Bath Chaps, like Bath Buns, used to be part of the British bon-viveurs’ repertoire. In France pig cheeks - les joues – are a regular menu feature in the more traditional bistrots and buchons, north and south. The difference is that in France they never went out of fashion in order to come back into fashion as has happened in England these past 2-3 years – mostly thanks to a handful of gastro-pubs and Waitrose with its Forgotten Cuts initiative.
Interestingly, few of the great French recipe books gives them mention – maybe they don’t
need to because they’re hardly a complicated cook. Pigs cheeks has me thinking fruit and so we played around a fusion of apple and pruneaux – like the Calvados (Normandy) and Agen (Lot et Garonne) brought together through a cheeky twining. A moment on Google and I find Agen is twinned with Llanelli – must be a rugby connection.
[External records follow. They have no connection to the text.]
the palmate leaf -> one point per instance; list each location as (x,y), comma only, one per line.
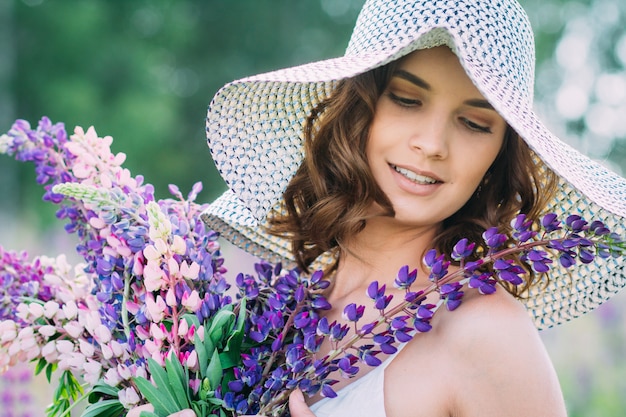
(178,380)
(163,406)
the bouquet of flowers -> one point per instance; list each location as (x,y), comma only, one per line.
(149,317)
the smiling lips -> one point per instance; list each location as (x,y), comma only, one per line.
(416,178)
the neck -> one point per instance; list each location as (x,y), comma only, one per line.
(378,252)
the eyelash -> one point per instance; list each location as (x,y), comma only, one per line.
(407,102)
(402,101)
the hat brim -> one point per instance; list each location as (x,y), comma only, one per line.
(254,129)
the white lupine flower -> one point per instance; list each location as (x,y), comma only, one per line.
(107,352)
(112,377)
(35,310)
(74,329)
(70,309)
(92,371)
(117,348)
(47,330)
(50,309)
(86,348)
(8,331)
(49,351)
(65,347)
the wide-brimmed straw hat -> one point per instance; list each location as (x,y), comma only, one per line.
(255,125)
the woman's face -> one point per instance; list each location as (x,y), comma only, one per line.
(433,137)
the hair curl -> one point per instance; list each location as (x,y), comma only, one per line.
(329,198)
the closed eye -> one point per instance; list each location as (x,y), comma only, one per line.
(475,126)
(404,101)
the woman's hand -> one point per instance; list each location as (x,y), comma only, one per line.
(136,412)
(297,406)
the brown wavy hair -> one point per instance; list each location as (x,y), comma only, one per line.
(329,197)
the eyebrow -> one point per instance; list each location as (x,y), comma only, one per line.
(414,79)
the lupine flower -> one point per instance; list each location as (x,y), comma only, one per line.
(152,293)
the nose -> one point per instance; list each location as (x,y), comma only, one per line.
(431,136)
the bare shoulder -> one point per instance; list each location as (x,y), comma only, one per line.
(502,365)
(484,359)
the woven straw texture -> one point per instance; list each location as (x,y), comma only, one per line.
(254,130)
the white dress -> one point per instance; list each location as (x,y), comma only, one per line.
(364,397)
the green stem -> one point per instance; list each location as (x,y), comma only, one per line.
(76,402)
(126,296)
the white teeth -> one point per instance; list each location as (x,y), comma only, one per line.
(420,179)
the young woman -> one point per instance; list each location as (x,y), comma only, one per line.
(423,133)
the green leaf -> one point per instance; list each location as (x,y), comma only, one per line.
(148,414)
(49,370)
(102,389)
(214,371)
(231,355)
(222,319)
(104,408)
(159,375)
(192,319)
(41,364)
(178,380)
(163,405)
(203,357)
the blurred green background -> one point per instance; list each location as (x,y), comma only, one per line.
(144,71)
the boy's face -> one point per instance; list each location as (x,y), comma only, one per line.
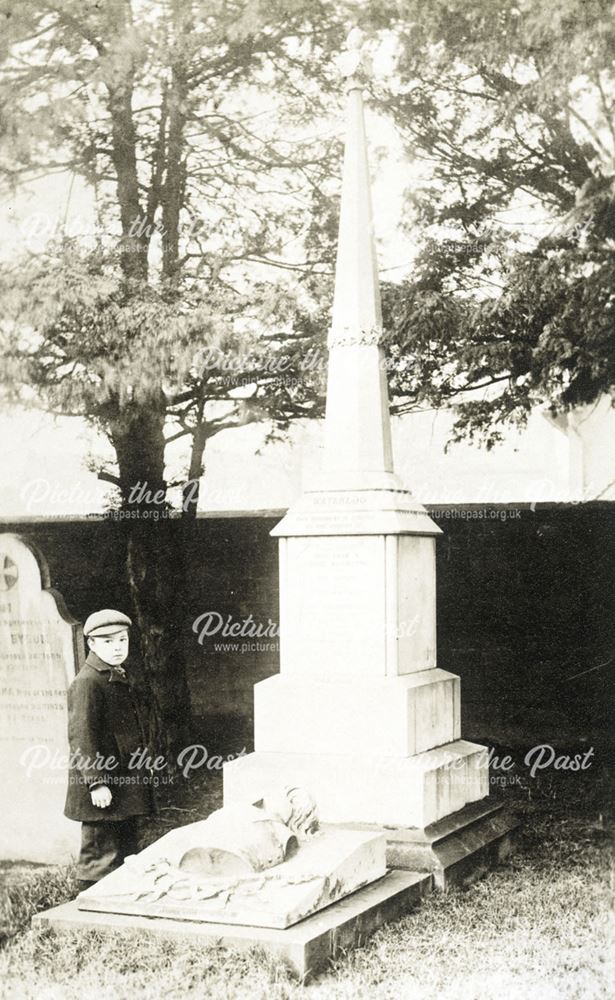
(111,649)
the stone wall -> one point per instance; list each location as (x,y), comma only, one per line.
(526,613)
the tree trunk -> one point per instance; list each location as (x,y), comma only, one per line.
(155,571)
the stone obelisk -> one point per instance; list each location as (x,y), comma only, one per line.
(359,714)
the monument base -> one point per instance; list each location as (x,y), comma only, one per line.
(306,948)
(458,849)
(361,789)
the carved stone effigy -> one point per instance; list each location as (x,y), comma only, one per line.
(265,864)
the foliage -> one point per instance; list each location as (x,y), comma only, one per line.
(511,107)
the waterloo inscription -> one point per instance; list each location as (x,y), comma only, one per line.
(40,651)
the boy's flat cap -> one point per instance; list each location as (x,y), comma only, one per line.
(105,622)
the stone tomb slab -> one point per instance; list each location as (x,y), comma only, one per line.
(324,869)
(41,649)
(306,948)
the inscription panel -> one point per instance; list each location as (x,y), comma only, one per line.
(333,606)
(40,651)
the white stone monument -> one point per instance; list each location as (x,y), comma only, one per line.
(360,712)
(41,648)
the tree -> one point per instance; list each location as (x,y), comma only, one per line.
(511,106)
(197,189)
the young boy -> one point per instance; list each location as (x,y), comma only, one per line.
(106,790)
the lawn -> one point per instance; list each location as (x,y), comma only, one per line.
(542,925)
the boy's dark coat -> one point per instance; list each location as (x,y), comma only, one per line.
(103,721)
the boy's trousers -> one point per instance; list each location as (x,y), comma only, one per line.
(104,845)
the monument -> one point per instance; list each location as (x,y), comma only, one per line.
(360,711)
(41,648)
(360,715)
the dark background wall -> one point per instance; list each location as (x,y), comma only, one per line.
(526,613)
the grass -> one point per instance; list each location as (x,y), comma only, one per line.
(542,925)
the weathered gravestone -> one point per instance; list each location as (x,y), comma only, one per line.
(41,648)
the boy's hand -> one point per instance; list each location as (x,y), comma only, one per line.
(101,796)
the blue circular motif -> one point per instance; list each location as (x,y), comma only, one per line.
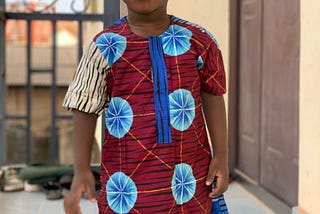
(176,40)
(119,117)
(121,193)
(183,183)
(182,109)
(112,46)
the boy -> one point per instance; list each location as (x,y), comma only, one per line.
(157,73)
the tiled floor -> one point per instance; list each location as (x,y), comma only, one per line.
(239,201)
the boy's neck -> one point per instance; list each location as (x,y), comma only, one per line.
(150,24)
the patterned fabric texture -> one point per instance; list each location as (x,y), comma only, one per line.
(156,154)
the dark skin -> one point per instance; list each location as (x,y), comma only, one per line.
(146,18)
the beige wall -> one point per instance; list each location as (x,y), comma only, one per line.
(309,175)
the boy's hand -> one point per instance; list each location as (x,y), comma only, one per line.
(81,183)
(218,169)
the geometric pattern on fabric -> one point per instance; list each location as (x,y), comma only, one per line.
(182,109)
(176,40)
(112,46)
(122,193)
(183,183)
(160,90)
(119,117)
(130,151)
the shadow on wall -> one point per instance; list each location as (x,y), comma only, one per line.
(40,145)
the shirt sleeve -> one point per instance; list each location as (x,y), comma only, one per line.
(212,73)
(88,90)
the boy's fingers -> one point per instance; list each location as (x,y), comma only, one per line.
(220,188)
(211,174)
(91,193)
(71,204)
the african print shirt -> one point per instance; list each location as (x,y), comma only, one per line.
(155,155)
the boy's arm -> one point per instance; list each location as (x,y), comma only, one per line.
(83,180)
(215,115)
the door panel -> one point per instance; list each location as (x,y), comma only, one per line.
(280,99)
(249,87)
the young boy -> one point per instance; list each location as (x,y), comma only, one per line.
(156,73)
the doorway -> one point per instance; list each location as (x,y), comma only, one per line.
(264,94)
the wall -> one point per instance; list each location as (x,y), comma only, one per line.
(309,175)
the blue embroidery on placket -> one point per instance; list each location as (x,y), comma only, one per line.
(160,88)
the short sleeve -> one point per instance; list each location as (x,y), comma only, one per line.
(212,73)
(88,90)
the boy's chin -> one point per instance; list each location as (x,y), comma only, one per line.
(144,6)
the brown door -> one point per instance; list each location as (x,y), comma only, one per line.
(268,96)
(249,87)
(280,98)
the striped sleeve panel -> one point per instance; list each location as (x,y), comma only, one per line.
(88,90)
Beef cheeks are also a classic – largely forgotten – but they require a longer cook to get to the melting quality so essential of the cut which is otherwise used in various forms of charcuterie. Veal cheeks are most special of all, they being an essential element in my great favourite LIPP Friday traditional – the Tete de Veau (cheeks, brains, tongue and more – served tiede with a sauce remoulade). So easy to digress, even though I’m writing this from Somerset, which is closer to Bath than Brasserie LIPP – even though it is Friday.
Pig cheeks are embarrassingly inexpensive – you get a heavy bag full for around £5 – that’s probably 15 or more cheeks and an average portion is three. I like to lightly flour mine before frying them off. I start with onions, garlic and celery, all finely diced – cooked in
goose fat for a slow saute. Then into the pan go to floured cheeks and keep turning them until they pick up some colour. You can flambe with at this stage – it depends on whether you have some Calvados to spare and want to take the dish to another level. Next goes in good Normandy (or Breton) dry – ‘Brut’ – cider. That’ll cost you around £3.50 in the UK. Bring to the boil and then transfer to the oven at around 175C – best of all with a double greaseproof sheet under the pan lid.
After 30 minutes add quartered, waxy potatoes and prunes (stoneless – and preferably top
quality which come mainly from Agen). I like to macerate the prunes in some of the cider. Cook on for another 30 minutes or so, until the potatoes are ready to eat, and the dish is set for the table. Like all braises. it will taste better tomorrow than today. Store someplace cool, but ideally not the ‘fridge which will harden the cheeks.
Serve today or tomorrow, with a vegetable like buttered Savoy cabbage, long cooked greens, or leeks and carrots. Don’t stint on the potatoes because they’ll be as popular as the cheeks and prunes.
If ever a dish summarised the ethic of Blue Collar Gastronomy, here it is – Cheeks and Prunes. There’s something of the nursery about the dish.
Poached in a wine rich stock, allowed to cool overnight – again, not in the ‘fridge – then sliced and served cold with a sauce ravigotte and a potato salad is pretty special too.
Like so many of the best bits of animals, there are only two per beast.

Bath chap was a favourite of my Dad and I recall it as a cold, cured meat type of dish a bit like tongue. I had no idea that it was now in fashion but I liked your cookery idea Gareth – I need to check it out.
He was right but they are largely forgotten except with the most tradftional of butchers’shops.
Waitrose reintrouced them as part of their Forgotten Cuts rsange – not sure how successfuly because some of the cuts were not worth preserving. This is always the problem – nostalgia overtakes taste. I reference it a lot.